CORGI: Change Of Resolution in GLM Inference - University of Wollongong

Introduction

Scientific studies often involve exploring a regression-type relationship between a response and a set of purported explanatory variables, which can then be used to inform decision-making. An example of such a relationship, which will be illustrated throughout this project, is modelling a biodiversity response (eco-process) to climate conditions (geo-data). Once this relationship is learned, it can be used to predict biodiversity as climate changes.

Change Of Resolution in GLM Inference (CORGI)

This is a picture of a corgi dog, representing CORGI for Change of Resolution in GLM Inference

The GLM (Generalised Linear Model) is a powerful statistical model for this type of analysis, as it accommodates different types of data (e.g., count and binary outcomes). In a spatial context, valid inferences from a GLM follow when the spatial resolutions of response data and data on explanatory variables match. However, response data such as species diversity is usually at a finer spatial resolution than that of explanatory climate data. Figure 1 highlights an example: Soil temperature (explanatory variable) data are available at a much coarser resolution than moss presence-absence data (Gore et al., 2023) in the southern Bunger Hills. As an ice-free area, Bunger Hills is a small coastal region that is topographically complex with a large number of standing water ice bodies; see Figure 2 for a photo of Bunger Hills and its location in Antarctica. In fact, the vast majority of known terrestrial biodiversity in Antarctica is restricted to ice-free areas, which occupy a small fraction of the entire landmass. As such, modelling of Antarctic biodiversity in response to environmental change typically requires environmental data at a resolution finer than currently available.

The sampling sites of moss presence-absence data (left panel) were specified at a much finer resolution than that of the available soil-temperature data (right panel) from the ERA5 climate renalysis product.

Figure 1: The sampling sites of moss presence-absence data (left panel) were specified at a much finer resolution than that of the available soil-temperature data (right panel) from the ERA5 climate renalysis product.

The Bunger Hills and Denman Glacier are about 440km away from Australia's Casey research station (source: Australian Antarctic Division) A photo of the Bunger Hills during the summer (source: Bruce Wilson).

Figure 2: Left panel: The Bunger Hills and Denman Glacier are about 440km away from Australia's Casey research station (source: Australian Antarctic Division). Right panel: A photo of the Bunger Hills during the summer (source: Bruce Wilson).
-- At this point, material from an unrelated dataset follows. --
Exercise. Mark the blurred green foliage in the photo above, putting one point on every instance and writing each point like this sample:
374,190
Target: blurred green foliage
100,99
Recognising the change-of-resolution problem and solving it is critical for well-informed decision-marking about, for example, conservation priorities in the face of climate change (e.g. Jansen et al., 2022; Lu and Jetz, 2023). This project tackles the challenge of resolution mismatch and develops approaches for making reliable inferences from GLMs when spatial resolutions do not align. In an article published in Methods in Ecology and Evolution (Zheng et al. 2025), we introduce a two-stage protocol in which the coarse-resolution data on explanatory variables are first downscaled through Monte Carlo sampling, followed by incorporating the downscaled samples in GLM inference, as explained below. Since implementing the protocol involves a change of spatial resolution in explanatory variables, we call the implementation of the protocol, CORGI (Change Of Resolution in GLM Inference).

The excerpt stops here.